KYOTO (Reuters) – Bank of Kyoto, a regional lender based in the ancient Japanese city, has a unique buffer against the hit to tourism from the coronavirus – dividends from local high-tech heavyweights.
FILE PHOTO: People, wearing protective masks following an outbreak of the coronavirus disease (COVID-19), walk on a street of Gion district in Kyoto, Japan March 15, 2020. REUTERS/Edgard Garrido/File Photo
After thriving from a flood of overseas visitors attracted by its historic sites, Kyoto is suffering from plunging inbound tourism as Japan closes its borders to contain the pandemic.
The blow has been eased by a handful of big Kyoto-based manufacturers like Nintendo (7974.T), which Bank of Kyoto (8369.T) invested in as start-ups and continues to back despite pressure from overseas investors to sell.
The strategy is paying off as COVID-19 ravages the region, forcing Bank of Kyoto to set aside 5 billion yen ($47 million) in reserves to guard against bad loans in the year ending in March – triple the previous year’s sum.
“By owning their shares, we helped these firms grow. They’re now global giants, but we want to maintain deep relationships with them,” Bank of Kyoto President Nobuhiro Doi told Reuters.
“They also pay high dividends, which is a major source of our revenue. We have no plan of selling the shares as it’s good investment in the current low-interest-rate environment.”

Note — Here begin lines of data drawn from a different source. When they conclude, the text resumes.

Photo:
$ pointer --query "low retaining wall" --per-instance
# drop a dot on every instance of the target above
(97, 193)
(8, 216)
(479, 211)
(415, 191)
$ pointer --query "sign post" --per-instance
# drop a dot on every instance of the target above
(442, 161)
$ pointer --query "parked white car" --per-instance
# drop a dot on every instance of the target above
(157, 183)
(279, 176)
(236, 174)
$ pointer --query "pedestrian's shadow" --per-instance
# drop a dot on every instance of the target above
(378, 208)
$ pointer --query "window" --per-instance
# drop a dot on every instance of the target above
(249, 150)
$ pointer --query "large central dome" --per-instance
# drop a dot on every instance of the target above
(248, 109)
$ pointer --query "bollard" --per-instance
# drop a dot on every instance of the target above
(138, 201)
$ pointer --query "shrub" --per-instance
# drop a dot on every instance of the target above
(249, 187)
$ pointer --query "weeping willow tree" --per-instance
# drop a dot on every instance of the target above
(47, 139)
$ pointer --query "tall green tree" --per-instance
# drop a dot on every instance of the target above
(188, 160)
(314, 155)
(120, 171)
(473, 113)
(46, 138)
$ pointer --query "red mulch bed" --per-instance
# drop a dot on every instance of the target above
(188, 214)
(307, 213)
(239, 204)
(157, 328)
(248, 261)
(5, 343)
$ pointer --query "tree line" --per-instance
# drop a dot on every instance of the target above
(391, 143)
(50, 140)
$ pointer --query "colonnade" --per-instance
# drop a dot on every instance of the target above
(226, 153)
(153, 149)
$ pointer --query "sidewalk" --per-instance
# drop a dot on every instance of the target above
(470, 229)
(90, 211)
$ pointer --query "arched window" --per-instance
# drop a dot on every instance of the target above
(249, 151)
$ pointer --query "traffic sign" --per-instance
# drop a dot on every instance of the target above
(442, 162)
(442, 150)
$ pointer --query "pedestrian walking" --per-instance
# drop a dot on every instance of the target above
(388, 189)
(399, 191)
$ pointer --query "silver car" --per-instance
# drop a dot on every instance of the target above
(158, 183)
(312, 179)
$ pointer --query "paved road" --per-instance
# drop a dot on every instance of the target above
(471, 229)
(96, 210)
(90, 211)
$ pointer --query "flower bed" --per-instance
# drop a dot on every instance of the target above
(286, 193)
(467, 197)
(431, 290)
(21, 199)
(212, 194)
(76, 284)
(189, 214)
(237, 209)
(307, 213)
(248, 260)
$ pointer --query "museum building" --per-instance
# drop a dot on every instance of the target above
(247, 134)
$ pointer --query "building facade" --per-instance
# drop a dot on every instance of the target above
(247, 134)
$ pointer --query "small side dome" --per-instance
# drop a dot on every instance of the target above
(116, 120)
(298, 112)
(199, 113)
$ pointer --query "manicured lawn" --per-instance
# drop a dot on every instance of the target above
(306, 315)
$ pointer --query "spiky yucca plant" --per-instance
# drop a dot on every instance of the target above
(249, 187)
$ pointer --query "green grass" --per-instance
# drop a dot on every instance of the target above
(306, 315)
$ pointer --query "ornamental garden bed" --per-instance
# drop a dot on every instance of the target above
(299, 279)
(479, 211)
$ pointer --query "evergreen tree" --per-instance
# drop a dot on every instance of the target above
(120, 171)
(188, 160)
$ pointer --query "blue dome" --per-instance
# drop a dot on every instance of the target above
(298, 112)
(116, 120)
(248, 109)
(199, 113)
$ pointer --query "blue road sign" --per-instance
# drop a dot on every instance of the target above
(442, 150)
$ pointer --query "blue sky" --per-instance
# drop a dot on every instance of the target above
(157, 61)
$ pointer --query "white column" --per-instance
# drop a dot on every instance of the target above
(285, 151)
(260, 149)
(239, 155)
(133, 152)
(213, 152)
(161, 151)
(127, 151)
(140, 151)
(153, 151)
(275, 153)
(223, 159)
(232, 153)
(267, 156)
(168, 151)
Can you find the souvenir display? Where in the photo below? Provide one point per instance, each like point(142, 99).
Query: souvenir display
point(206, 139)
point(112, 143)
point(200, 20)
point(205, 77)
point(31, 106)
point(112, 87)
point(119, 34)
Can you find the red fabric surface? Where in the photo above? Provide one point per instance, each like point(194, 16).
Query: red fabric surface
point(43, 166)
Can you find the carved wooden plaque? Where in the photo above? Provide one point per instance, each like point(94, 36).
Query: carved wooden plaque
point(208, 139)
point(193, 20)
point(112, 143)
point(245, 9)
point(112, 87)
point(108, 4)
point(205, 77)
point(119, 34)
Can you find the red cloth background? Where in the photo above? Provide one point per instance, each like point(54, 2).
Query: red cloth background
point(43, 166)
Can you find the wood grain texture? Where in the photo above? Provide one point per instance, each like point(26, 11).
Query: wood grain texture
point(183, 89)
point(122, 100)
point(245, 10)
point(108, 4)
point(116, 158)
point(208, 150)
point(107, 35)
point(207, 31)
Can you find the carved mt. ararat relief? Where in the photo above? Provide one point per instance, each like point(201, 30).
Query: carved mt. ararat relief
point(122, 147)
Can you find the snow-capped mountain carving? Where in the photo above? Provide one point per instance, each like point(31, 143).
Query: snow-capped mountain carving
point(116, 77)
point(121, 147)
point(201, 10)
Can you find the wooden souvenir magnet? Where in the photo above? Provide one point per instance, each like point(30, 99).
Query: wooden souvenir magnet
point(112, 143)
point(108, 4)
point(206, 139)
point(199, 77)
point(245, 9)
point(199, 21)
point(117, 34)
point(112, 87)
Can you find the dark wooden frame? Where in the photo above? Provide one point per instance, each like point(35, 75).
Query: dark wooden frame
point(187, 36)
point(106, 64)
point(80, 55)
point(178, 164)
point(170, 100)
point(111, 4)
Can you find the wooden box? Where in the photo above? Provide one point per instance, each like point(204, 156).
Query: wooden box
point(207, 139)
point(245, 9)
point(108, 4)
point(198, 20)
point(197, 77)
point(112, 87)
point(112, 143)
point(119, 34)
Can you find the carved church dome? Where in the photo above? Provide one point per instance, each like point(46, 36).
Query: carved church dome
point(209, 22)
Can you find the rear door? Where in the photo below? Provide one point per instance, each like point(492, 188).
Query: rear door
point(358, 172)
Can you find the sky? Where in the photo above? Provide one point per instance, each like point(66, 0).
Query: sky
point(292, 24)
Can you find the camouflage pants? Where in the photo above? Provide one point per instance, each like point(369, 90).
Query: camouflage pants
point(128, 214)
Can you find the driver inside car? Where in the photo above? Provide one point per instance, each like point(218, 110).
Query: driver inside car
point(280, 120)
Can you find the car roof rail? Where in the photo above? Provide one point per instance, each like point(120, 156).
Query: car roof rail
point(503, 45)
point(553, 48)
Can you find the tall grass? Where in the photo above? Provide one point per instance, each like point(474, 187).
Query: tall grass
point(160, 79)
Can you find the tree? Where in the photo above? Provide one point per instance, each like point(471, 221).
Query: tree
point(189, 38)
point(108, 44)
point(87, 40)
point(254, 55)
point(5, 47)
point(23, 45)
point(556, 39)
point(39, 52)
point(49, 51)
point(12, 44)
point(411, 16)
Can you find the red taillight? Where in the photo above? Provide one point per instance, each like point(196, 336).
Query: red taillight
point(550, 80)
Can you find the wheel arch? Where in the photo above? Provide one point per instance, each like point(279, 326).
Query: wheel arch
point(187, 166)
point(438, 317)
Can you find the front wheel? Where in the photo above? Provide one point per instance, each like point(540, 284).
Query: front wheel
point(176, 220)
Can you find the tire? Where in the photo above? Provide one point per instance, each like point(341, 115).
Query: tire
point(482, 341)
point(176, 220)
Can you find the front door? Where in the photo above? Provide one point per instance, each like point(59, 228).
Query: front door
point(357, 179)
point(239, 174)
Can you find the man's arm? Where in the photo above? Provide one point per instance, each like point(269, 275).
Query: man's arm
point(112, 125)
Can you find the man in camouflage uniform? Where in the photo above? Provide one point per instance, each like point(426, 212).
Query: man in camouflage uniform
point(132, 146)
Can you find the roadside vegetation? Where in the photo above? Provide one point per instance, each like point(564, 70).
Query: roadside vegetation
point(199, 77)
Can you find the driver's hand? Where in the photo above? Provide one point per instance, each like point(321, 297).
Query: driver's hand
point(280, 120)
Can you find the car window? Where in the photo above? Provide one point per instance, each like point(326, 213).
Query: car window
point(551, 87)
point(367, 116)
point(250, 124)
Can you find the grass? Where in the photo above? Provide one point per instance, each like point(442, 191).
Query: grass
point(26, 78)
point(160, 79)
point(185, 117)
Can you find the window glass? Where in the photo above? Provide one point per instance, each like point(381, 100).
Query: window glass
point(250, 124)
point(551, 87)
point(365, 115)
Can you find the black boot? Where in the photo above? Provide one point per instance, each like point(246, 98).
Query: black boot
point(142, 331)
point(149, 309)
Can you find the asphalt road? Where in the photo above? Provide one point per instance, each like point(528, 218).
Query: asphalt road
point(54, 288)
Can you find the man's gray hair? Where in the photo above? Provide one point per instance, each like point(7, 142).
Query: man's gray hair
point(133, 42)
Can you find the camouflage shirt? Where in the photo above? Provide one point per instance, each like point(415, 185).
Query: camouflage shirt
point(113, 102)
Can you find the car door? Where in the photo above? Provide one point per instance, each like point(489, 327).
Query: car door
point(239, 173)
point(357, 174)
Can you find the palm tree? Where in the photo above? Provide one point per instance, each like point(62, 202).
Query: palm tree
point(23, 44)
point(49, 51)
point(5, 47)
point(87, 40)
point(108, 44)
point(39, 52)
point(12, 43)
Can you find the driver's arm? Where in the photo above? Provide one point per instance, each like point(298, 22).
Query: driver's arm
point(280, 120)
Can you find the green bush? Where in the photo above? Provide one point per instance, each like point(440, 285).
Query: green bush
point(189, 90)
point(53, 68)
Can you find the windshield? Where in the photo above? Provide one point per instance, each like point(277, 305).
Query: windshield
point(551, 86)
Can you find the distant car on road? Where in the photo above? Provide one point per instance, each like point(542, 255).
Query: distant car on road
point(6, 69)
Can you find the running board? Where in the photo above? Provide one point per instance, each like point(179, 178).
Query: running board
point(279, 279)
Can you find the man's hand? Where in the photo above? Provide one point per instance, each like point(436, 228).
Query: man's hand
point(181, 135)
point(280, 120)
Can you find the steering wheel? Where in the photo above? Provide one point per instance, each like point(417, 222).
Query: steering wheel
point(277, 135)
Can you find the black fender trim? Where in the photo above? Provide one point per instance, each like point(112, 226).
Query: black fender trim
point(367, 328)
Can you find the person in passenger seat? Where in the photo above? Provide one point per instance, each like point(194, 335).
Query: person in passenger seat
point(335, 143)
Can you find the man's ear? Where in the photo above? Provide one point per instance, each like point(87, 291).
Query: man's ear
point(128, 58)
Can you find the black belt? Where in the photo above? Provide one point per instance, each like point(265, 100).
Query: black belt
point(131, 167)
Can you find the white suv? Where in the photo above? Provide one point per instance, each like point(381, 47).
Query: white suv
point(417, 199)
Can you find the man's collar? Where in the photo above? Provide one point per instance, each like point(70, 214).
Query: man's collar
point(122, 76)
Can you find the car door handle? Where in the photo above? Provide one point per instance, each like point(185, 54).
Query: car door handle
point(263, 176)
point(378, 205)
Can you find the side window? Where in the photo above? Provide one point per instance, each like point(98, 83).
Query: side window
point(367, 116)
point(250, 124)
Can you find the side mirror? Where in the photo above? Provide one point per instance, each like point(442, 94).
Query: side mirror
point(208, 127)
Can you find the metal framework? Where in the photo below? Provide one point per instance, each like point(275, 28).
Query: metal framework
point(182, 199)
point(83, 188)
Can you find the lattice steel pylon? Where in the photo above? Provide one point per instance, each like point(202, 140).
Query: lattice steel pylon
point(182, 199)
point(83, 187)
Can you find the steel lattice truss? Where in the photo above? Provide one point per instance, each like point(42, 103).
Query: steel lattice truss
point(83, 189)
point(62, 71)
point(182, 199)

Tech stocks owned by Bank of Kyoto include game console maker Nintendo, and electronics makers Nidec (6594.T) and Omron (6645.T).
Over the last three years, all of them outperformed the benchmark Nikkei 225 average in total returns – a measure that includes dividends and capital gains.
Omron returned 50% over the last three years, compared with 22% for the Nikkei 225, when dividends were included.
Latent profits from these shareholdings rose to 700 billion yen from around 580 billion yen in March, which will serve as buffers to survive in a tough business environment, Doi said.
“With the pandemic, we can’t foresee an end to ultra-low interest rates. That will be a huge hit to bank profits,” he said. “We need to stay in good health to help our borrowers.”
Years of ultra-low interest rates have hit profits of Japan’s regional banks that are already reeling from a shrinking population. Over 70% of them reported a fall in profit or chalked up losses in the year to March.